Chromatographic conditions:
Liquid A: 10% acetonitrile (0.1% TFA) / Liquid B: 80% acetonitrile (0.1% TFA)
Gradient: B liquid 50% to 100%
Column: 5C18 AR-II; 4.6φ × 150
Oven temperature: 30 ° C
Measurement wavelength: 230 nm
The results are shown in Table 1 below as a ratio of product fluorescence intensity to product and substrate fluorescence intensity.

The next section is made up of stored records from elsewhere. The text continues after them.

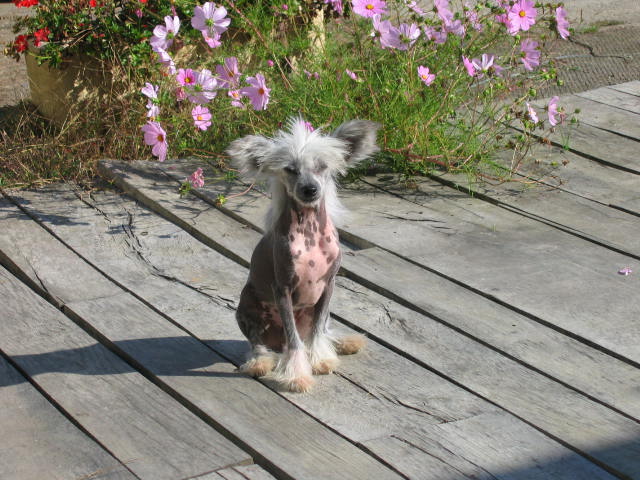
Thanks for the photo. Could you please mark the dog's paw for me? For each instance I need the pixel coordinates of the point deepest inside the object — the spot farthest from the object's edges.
(258, 366)
(350, 344)
(300, 384)
(325, 366)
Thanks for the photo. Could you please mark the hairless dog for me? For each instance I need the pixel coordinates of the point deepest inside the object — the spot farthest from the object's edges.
(284, 306)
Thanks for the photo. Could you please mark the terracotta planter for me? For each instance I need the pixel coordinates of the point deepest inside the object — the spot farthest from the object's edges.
(55, 90)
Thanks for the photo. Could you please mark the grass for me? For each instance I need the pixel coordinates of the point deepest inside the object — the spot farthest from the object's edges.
(443, 126)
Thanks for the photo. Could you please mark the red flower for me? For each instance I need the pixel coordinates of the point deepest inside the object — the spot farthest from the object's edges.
(20, 43)
(41, 35)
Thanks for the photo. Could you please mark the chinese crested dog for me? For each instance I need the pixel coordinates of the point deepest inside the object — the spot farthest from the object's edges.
(284, 306)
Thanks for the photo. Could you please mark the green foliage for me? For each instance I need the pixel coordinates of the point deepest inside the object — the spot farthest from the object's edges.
(454, 123)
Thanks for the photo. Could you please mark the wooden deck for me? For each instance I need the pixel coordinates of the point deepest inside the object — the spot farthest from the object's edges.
(503, 342)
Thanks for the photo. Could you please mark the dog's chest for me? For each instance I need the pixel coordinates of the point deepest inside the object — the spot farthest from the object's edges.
(314, 250)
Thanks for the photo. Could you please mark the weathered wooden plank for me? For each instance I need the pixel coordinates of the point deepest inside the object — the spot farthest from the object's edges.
(542, 407)
(378, 209)
(602, 116)
(271, 428)
(248, 472)
(613, 98)
(535, 398)
(362, 406)
(152, 183)
(448, 213)
(556, 207)
(572, 173)
(141, 425)
(420, 457)
(39, 442)
(596, 144)
(560, 279)
(632, 87)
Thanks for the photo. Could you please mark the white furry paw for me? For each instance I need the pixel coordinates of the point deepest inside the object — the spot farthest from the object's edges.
(294, 372)
(325, 366)
(258, 366)
(350, 344)
(322, 355)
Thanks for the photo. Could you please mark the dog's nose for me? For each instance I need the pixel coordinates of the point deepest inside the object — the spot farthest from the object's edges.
(309, 191)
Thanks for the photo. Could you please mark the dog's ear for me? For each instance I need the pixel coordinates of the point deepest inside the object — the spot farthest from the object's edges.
(248, 153)
(360, 139)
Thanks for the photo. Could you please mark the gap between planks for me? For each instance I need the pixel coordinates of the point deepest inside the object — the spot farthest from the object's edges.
(141, 194)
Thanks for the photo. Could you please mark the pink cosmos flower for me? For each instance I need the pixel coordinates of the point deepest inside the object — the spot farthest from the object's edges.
(368, 8)
(213, 42)
(408, 34)
(336, 5)
(165, 59)
(486, 65)
(456, 27)
(228, 74)
(210, 19)
(425, 75)
(468, 64)
(186, 77)
(258, 92)
(443, 11)
(196, 179)
(163, 36)
(149, 90)
(437, 36)
(413, 6)
(204, 89)
(553, 111)
(386, 32)
(562, 24)
(201, 117)
(533, 116)
(522, 15)
(529, 54)
(504, 18)
(472, 16)
(156, 137)
(180, 94)
(235, 98)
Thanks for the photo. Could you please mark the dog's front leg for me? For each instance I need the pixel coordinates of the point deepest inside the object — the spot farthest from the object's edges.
(322, 353)
(294, 371)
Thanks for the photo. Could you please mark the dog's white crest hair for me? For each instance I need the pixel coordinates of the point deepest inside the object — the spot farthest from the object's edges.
(263, 158)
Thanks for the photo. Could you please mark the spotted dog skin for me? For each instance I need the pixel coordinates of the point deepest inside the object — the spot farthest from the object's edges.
(307, 246)
(284, 306)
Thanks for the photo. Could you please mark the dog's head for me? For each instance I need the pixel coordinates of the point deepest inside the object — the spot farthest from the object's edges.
(305, 161)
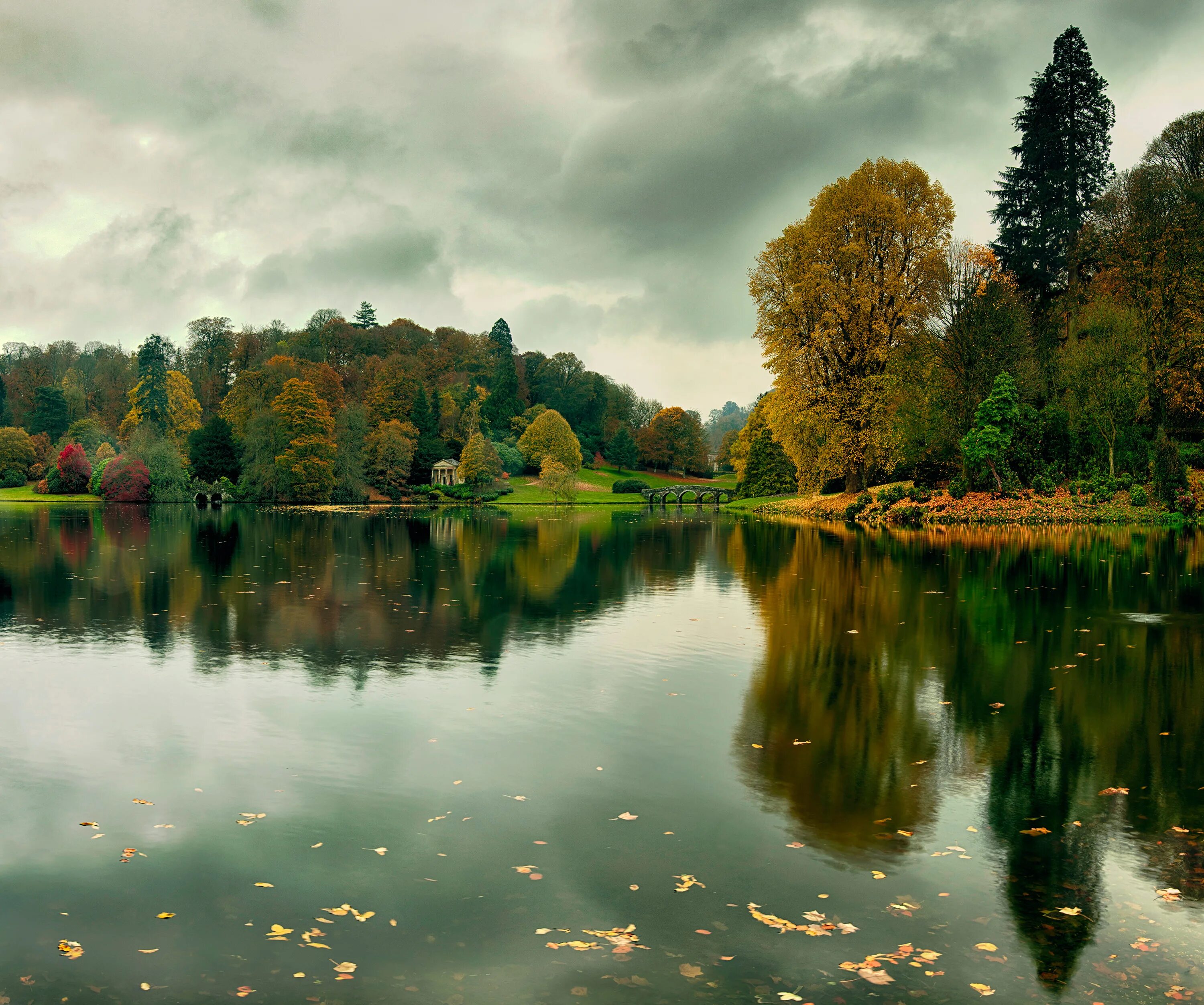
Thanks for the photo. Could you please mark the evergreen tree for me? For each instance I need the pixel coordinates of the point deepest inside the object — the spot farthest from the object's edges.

(Test Example 2) Measurement of ICE inhibitory activity Each of the pyroglutamyl peptides (pyroGlu-Leu, pyroGlu-Val, pyroGlu-Met, pyroGlu-Phe, pyroGlu-Gln-Gln, pyroGlu-Pro-Gln) synthesized in the above production example A 1 mg / mL sample was prepared and evaluated for ICE inhibitory activity as follows.

  2000 μmol / L reaction substrate (Caspase-1 Substrate (Ac-Trp-Glu-His-Asp-AMC); Alexis Biochemicals) 10 μL, 10 U / μL enzyme solution (Caspase-1; Biomol. International LP) 5 μL, buffer ( 5 μL of sample was added to 60 μL of 50 mmol / L HEPES, pH 7.4, 100 mM NaCl, 0.1% CHAPS, 1 mM EDTA, 10% glycerol, 10 mM DTT) and 20 μL of distilled water, and the mixture was reacted at 37 ° C. for 20 minutes. The reaction was stopped by adding 10% trifluoroacetic acid to a final concentration of 1%, and the substrate and the product were separated using reverse phase high performance liquid chromatography under the following conditions. Substrates and products were quantified by fluorescence measurement at an excitation wavelength of 380 nm and a measurement wavelength of 460 nm.

Chromatographic conditions A liquid: 10% acetonitrile (0.1% TFA) / B liquid: 80% acetonitrile (0.1% TFA)
Gradient: B liquid 50% to 100%
Column: 5C18 AR-II; 4.6φ × 150
Oven temperature: 30 ° C
Measurement wavelength: 230 nm
The results are shown in Table 2 below as a ratio of product fluorescence intensity to product and substrate fluorescence intensity.

  All publications, patents and patent applications cited herein are incorporated herein by reference in their entirety.

Claims (5)

A peptide consisting of an amino acid sequence selected from the group consisting of pyroGlu-Leu, pyroGlu-Val, pyroGlu-Met, pyroGlu-Phe, pyroGlu-Gln-Gln, and pyroGlu-Pro-Gln, or a salt thereof. Containing the peptide or active ingredient, at least one of its salts of claim 1 Symbol placement, anti-inflammatory compositions. The composition of Claim 2 for suppressing inflammation by inhibiting tumor necrosis factor converting enzyme and / or caspase-1. The composition according to claim 2 or 3 , for preventing, ameliorating or treating an inflammatory disease or condition involving tumor necrosis factor and / or interleukin. The composition according to any one of claims 2 to 4 , which is in the form of food.